It took me some time to find the right parameters to compare Ethereum (ETH) with the other smart contract cryptos. I wanted to keep it simple:
- First, there is the Fully Diluted Valuation (FDV). That's the max supply multiplied by the price of the crypto. So it takes into account all the new coins or tokens that can be minted.
- Then, there is the Total Value Locked (TVL). It shows how much value is locked in the DeFi (Decentralized Finance) protocols on the chain of the coin or token.
The result below is given for 5 cryptos: Ethereum (ETH), Arbitrum (ARB), Polygon (MATIC), Optimism (OP) and Solana (SOL).

The lower the FDV/TVL ratio is, the better it is:
- ETH and ARB seem to be currently the best assets. However, Ethereum has an advantage, since all the gas fees on Ethereum are paid in ETH, and the layer-2 chains built on top of Ethereum mainnet like Arbitrum need to pay gas fees in ETH too...
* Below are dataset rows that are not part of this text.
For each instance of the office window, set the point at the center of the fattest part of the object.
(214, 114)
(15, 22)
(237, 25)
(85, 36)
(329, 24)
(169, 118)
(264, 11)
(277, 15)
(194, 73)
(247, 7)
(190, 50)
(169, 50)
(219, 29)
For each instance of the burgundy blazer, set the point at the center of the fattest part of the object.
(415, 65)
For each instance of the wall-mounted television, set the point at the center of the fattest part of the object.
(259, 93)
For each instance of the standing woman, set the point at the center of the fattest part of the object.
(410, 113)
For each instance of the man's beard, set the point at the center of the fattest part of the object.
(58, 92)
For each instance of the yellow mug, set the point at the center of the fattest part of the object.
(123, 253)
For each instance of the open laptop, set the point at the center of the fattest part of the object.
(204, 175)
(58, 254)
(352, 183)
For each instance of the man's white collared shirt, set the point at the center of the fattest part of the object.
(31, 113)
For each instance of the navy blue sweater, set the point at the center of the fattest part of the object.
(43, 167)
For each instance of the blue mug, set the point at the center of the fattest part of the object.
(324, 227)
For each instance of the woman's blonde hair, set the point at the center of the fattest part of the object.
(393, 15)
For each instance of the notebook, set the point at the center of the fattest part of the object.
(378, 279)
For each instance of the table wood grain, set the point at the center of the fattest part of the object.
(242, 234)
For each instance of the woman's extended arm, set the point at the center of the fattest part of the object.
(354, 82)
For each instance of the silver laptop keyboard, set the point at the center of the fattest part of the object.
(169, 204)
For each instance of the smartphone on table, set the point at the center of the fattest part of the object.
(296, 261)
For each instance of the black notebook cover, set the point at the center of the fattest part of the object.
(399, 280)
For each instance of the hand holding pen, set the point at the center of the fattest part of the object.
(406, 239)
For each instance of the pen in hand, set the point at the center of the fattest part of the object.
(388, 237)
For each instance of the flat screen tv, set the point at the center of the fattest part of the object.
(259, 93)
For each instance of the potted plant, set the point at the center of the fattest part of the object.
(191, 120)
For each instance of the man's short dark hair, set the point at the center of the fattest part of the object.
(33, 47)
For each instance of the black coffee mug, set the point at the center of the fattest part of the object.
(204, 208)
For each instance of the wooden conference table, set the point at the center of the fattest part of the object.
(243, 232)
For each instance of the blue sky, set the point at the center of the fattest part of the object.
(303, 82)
- MATIC and OP are at the same level, i.e., about 50% too expensive compared to ARB... However, as MATIC is used to pay gas fees on Polygon, it has an advantage over OP which is only used for governance.
- SOL is about 4 times too expensive compared to MATIC and 6 times too expensive compared to ETH...
The FDV/TVL ratio is only one of the parameters to be considered. In the short term, the speculation can affect the value of a crypto independently from its TVL. However, in the longer term, this ratio will have an impact on the value of each of these cryptos.
Disclaimer: this article does not contain any financial advice. The information is provided for general informational and educational purposes only.